Les flottes de pêche s’intéressent principalement aux lucratives morues de l’Antarctique, aux merlus et aux calmars, dont certains sont capturés à l’aide de destructeurs chaluts de fond. Des dizaines de milliers de tonnes d’anchois sont également pêchées chaque année rien qu’au large de l’Argentine. Or, les calmars et les anchois font également partie des proies des manchots de Magellan. En raison de la pêche non réglementée et parfois illégale, leur nourriture pourrait donc se raréfier.
Les manchots de Magellan ne font pas (encore) partie des espèces menacées et leur population mondiale est estimée entre 2,2 et 3,2 millions d’individus adultes. Mais eux aussi ressentent les effets du changement climatique et le succès de reproduction est en forte baisse dans plusieurs colonies. Ils se reproduisent pendant l’été austral en grandes colonies, le long de la côte de la Patagonie et sur les îles Malouines.

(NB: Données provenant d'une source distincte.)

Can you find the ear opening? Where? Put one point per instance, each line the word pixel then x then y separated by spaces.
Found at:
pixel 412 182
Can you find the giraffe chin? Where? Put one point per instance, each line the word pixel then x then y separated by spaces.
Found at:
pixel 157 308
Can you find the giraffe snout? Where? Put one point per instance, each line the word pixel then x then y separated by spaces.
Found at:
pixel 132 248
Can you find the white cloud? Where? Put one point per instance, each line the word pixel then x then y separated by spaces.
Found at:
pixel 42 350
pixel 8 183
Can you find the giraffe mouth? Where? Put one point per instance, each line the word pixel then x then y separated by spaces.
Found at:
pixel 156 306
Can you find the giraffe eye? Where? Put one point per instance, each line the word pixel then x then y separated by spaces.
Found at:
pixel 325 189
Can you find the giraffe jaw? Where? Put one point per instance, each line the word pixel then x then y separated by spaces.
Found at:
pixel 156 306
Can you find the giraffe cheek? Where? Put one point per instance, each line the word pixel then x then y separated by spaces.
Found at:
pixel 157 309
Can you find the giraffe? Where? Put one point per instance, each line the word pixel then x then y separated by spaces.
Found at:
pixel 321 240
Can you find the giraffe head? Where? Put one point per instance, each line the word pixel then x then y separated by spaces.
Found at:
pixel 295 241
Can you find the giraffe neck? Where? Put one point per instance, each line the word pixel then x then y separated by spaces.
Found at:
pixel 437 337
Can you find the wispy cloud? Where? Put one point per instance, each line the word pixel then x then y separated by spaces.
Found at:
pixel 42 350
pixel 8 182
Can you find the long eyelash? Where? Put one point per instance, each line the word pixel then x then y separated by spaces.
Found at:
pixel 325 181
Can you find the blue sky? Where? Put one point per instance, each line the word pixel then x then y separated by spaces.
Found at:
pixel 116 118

Vers le mois de mars, après la saison de reproduction, les manchots se dirigent vers le nord pour se nourrir dans les eaux au large du Pérou et du Brésil.
Selon Evia, le taux de mortalité élevé actuel pourrait également être lié à une très forte tempête au-dessus de l’Atlantique Sud, qui aurait été fatale aux animaux déjà affaiblis. Jusqu’à un certain point, la mort de centaines de manchots est normale, selon Evia. Par le passé, il est arrivé à plusieurs reprises qu’un grand nombre de jeunes manchots ne survivent pas au voyage et que leurs dépouilles s’échouent.